From September 14 to November 8, 2011, 93 patients met inclusion criteria (Table), 2% of all patients discharged during this same period. Over 80% of calls were from patients who had surgical procedures. The most common reasons for calling were postoperative problems (55%, such as uncontrolled pain or wound problems) and knowledge deficits (14%, especially related to wound care instructions). The median time from discharge to call was 3 days (95% CI 2–5) but ∼15% of patients called on the same day they were discharged. Forty–three percent of patients had either an emergency room or urgent care encounter or were readmitted to the hospital within 30 days.


Although only a small minority of patients discharged from our hospital utilized the Nurse Advice Line, the problems identified, together with the high readmission rate in this subgroup, suggest several areas in which our predischarge processes can be improved.

Table 1Patient Calls to Nurse Line (N= 93)
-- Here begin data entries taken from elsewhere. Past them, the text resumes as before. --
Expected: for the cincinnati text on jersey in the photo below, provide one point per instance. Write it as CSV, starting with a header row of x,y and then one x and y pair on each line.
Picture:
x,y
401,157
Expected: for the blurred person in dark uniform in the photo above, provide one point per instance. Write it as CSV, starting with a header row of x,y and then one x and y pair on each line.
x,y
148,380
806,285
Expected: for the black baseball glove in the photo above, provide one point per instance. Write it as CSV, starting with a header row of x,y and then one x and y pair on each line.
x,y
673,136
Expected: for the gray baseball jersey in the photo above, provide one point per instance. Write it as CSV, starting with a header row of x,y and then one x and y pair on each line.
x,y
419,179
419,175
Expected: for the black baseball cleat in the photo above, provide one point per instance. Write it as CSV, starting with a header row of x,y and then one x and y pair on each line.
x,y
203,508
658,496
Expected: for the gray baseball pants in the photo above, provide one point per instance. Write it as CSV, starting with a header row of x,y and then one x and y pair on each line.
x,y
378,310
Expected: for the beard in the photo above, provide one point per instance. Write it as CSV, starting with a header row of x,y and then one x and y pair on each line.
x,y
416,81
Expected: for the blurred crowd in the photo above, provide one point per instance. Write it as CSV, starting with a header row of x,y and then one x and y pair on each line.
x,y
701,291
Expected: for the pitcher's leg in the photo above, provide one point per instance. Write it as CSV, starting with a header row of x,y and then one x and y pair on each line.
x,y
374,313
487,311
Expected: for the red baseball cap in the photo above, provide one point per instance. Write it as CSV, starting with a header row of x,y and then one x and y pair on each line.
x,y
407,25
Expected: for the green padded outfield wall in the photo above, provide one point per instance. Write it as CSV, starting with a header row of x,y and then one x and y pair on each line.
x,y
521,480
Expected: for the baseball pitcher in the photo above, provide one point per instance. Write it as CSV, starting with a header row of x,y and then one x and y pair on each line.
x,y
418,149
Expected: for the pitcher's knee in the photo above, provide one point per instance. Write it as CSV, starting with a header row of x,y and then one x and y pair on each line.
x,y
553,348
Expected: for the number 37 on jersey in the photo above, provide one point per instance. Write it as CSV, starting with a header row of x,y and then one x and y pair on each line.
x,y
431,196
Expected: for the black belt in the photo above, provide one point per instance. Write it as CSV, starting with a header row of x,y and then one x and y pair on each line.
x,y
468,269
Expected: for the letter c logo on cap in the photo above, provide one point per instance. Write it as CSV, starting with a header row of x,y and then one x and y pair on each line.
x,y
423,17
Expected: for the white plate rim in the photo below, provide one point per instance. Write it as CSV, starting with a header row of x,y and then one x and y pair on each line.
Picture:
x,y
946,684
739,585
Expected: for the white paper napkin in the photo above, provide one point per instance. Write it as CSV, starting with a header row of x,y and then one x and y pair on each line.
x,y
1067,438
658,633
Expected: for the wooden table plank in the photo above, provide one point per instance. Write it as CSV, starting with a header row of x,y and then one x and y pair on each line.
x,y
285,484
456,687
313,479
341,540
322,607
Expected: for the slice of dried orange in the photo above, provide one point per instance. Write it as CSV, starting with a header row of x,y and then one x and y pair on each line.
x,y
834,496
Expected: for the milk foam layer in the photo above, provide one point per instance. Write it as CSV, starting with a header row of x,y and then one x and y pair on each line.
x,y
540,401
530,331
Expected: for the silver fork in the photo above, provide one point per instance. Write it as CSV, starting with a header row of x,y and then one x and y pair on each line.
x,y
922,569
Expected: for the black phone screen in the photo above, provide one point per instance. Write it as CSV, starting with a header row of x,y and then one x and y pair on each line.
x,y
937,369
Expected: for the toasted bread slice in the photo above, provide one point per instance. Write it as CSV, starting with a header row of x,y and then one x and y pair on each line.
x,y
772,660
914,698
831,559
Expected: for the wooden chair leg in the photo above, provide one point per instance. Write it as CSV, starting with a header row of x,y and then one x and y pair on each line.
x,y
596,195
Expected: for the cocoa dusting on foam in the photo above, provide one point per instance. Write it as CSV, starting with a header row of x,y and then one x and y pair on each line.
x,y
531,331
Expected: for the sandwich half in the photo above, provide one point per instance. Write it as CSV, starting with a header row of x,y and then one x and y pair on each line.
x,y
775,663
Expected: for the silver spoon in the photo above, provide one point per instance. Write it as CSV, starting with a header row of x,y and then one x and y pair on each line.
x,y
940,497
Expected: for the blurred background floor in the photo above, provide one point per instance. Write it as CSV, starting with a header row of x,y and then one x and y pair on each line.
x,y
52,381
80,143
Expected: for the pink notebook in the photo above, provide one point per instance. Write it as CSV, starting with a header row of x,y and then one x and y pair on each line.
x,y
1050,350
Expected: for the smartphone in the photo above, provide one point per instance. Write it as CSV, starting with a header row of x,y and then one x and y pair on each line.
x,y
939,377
Age (mean [pm] SD) 41 [pm] 14
Gender: male, N (%) 46 (49)
Race/ethnicity, N (%)
  Hispanic/Latino/Spanish 40 (43)
  African–American 15 (16)
  White 34 (37)
Language, N (%)
  English 84 (90)
  Spanish 8 (9)
Payer, N (%)
  Medicare 12 (13)
  Medicaid 28 (30)
  Commercial 14 (15)
  Medically indigent 30 (32)
Discharge service, N (%)
  Surgery 75 (81)
  Inpatient surgery 42 (45)
  Ambulatory surgery 33 (35)
  Medicine 13 (14)
  Other 5 (5)
Days between discharge and call, median (95% CI) 3 (2–5)
Type of problem, N (%)*
  Deterioration of existing medical condition 16 (16)
  Postoperative problem 56 (55)
  Knowledge deficit 14 (14)
  System issue 5 (5)
  Unknown 10 (10)
Readmission within 30 days (inpatient, emergent, or urgent visit), N (%) 40 (43)
Calls may be in more than one category.

To cite this abstract:

Keniston A, Savoie C, Mancini D, Bogdan G, Zoucha J, Burden M, Allyn R, Albert R, Stella S. Postdischarge Problems Identified by Nurse Advice Line Calls Following Hospital Discharge. Abstract published at Hospital Medicine 2012, April 1-4, San Diego, Calif. Abstract 97560. Journal of Hospital Medicine. 2012; 7 (suppl 2). Accessed April 10, 2020.